Upon those principles of educational purpose and excellence, the
Minneapolis Public Schools will impart an education of excellence to
students of all demographic descriptors.  At K-5, teachers will impart
logically sequenced, grade by grade knowledge sets in mathematics,
natural science (biology, chemistry, and physics), history, government,
economics, world literature, English usage, and the fines arts (visual
and musical) to students of all demographic descriptors.  Curricular
emphasis on these academic disciplines will continue in middle school
(grades 6-8),  with expanding opportunities for students to learn
world languages. 


By the time students get to high school, all but those with severe
intellectual challenges will be prepared to take Advanced Placement (AP)
courses in calculus, biology, chemistry, physics, world history, United States
history, and English.  In addition to their core requirements, they will have
multiple options via course electives to pursue their driving personal
academic interests and those in fine, technological, and musical arts.
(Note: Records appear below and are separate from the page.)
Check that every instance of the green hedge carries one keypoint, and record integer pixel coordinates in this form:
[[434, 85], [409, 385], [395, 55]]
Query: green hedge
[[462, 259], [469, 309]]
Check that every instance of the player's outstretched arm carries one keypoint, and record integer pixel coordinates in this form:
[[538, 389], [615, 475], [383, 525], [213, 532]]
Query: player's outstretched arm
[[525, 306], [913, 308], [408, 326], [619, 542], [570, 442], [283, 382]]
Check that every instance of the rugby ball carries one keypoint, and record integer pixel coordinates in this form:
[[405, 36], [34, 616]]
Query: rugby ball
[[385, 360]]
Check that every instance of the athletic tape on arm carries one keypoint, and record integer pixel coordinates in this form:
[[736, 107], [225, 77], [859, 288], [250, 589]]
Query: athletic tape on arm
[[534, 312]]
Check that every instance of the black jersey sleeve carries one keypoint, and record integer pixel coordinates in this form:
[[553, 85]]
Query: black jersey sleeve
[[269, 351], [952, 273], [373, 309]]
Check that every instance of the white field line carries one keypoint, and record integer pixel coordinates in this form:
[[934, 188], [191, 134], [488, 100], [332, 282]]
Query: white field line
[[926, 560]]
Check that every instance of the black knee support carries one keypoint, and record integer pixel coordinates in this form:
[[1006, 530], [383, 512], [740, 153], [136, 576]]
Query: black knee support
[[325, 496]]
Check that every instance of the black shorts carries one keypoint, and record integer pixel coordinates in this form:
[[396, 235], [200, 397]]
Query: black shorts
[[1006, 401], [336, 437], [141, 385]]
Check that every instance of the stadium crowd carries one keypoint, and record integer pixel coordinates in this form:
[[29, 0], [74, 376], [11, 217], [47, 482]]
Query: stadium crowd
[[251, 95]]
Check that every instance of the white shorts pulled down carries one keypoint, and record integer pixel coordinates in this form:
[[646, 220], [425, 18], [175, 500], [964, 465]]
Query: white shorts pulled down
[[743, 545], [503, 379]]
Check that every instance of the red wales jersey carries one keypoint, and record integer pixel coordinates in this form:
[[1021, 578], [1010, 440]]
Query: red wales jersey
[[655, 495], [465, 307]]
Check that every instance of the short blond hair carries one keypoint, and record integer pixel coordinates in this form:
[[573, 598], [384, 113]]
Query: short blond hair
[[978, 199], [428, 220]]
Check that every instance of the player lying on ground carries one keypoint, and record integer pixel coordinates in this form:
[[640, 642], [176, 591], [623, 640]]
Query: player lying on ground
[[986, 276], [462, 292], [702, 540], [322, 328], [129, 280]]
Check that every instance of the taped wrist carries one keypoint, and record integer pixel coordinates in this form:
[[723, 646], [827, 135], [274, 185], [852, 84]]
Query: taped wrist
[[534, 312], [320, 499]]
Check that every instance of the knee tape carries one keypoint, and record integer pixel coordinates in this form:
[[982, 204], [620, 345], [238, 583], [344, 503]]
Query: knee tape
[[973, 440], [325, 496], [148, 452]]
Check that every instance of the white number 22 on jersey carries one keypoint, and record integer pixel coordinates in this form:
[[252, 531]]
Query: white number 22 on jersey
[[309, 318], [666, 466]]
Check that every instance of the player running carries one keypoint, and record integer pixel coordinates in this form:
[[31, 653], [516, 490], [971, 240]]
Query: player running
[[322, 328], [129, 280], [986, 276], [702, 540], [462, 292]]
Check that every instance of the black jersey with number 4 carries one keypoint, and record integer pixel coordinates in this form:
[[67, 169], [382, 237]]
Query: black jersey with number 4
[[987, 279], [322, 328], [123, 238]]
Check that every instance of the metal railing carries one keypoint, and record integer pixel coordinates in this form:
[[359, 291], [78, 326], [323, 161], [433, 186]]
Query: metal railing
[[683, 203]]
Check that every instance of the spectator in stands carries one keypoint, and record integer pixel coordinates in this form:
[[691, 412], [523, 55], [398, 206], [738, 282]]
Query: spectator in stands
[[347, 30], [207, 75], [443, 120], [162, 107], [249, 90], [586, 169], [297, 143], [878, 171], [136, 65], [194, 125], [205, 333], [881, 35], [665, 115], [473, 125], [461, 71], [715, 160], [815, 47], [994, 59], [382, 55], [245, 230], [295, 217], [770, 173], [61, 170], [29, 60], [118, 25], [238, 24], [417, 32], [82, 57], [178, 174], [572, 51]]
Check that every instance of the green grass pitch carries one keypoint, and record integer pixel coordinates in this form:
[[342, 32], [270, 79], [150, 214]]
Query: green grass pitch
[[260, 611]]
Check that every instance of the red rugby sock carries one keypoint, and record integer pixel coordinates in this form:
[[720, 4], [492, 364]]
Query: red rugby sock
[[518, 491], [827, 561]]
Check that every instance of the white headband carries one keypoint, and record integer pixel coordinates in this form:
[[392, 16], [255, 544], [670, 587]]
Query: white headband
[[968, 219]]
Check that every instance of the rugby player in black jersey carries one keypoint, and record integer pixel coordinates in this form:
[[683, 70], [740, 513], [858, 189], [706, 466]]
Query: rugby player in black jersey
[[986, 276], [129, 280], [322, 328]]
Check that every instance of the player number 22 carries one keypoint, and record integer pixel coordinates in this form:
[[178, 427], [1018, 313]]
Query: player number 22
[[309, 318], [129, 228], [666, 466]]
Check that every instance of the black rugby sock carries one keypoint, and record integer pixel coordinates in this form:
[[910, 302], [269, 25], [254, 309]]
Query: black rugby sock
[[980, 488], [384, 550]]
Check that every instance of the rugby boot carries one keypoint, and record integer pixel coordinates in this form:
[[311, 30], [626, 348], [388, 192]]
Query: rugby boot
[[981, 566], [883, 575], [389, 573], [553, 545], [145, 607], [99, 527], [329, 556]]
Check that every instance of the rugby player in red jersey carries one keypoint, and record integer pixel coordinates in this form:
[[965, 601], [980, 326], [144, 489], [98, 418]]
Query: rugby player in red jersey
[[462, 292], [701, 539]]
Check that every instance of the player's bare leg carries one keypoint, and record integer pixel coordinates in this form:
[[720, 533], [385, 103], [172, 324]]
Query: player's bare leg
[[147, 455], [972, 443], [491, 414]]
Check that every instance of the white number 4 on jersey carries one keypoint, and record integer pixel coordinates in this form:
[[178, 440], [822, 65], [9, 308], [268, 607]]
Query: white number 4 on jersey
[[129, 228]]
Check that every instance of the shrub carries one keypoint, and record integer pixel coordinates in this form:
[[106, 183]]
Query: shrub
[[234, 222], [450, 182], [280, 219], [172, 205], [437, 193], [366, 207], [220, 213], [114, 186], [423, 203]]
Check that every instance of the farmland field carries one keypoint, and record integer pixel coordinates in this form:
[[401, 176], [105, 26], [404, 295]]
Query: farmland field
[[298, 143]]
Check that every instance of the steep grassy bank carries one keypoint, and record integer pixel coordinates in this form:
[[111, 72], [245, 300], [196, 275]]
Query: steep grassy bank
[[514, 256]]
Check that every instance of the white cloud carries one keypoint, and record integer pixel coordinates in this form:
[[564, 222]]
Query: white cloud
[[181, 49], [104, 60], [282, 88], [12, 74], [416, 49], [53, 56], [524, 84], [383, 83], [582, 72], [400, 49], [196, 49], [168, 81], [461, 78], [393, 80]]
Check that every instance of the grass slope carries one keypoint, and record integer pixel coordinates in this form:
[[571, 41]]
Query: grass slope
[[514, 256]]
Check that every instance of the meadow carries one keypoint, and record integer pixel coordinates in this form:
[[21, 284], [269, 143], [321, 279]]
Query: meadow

Until high school, teachers( retrained and well-trained by academicians
engaged by decision-makers at the Minneapolis Public Schools to implement
a teacher- training program that goes far beyond traditional professional
development [PD]) will be responsible for educating students.  Their methods
will focus heavily on direct impartation of the knowledge-intensive curriculum
in whole-class, teacher-led  academic sessions, in which students are asked to
analyze critically and discuss as a class varying points of view concerning issues
that arise in the scholarly worlds of mathematics, natural science, history,
government, economics, world literature, and the fine arts--  with generous
application to current issues and the vision of student lives as adults.
In high school, teachers will maintain this manner of imparting

knowledge-intensive curriculum, accompanied by lively student discussion, both
in core classes and the generous array of course electives for the pursuit of driving
student interests.  From grade 9 forward, counselors will provide thorough
information to students concerning post-secondary education and the specific
training necessary for particular careers.  Students will have received by their high
school years in the Minneapolis Public Schools an education that prepares them for
further training in any educational experience orprofession that they opt to pursue.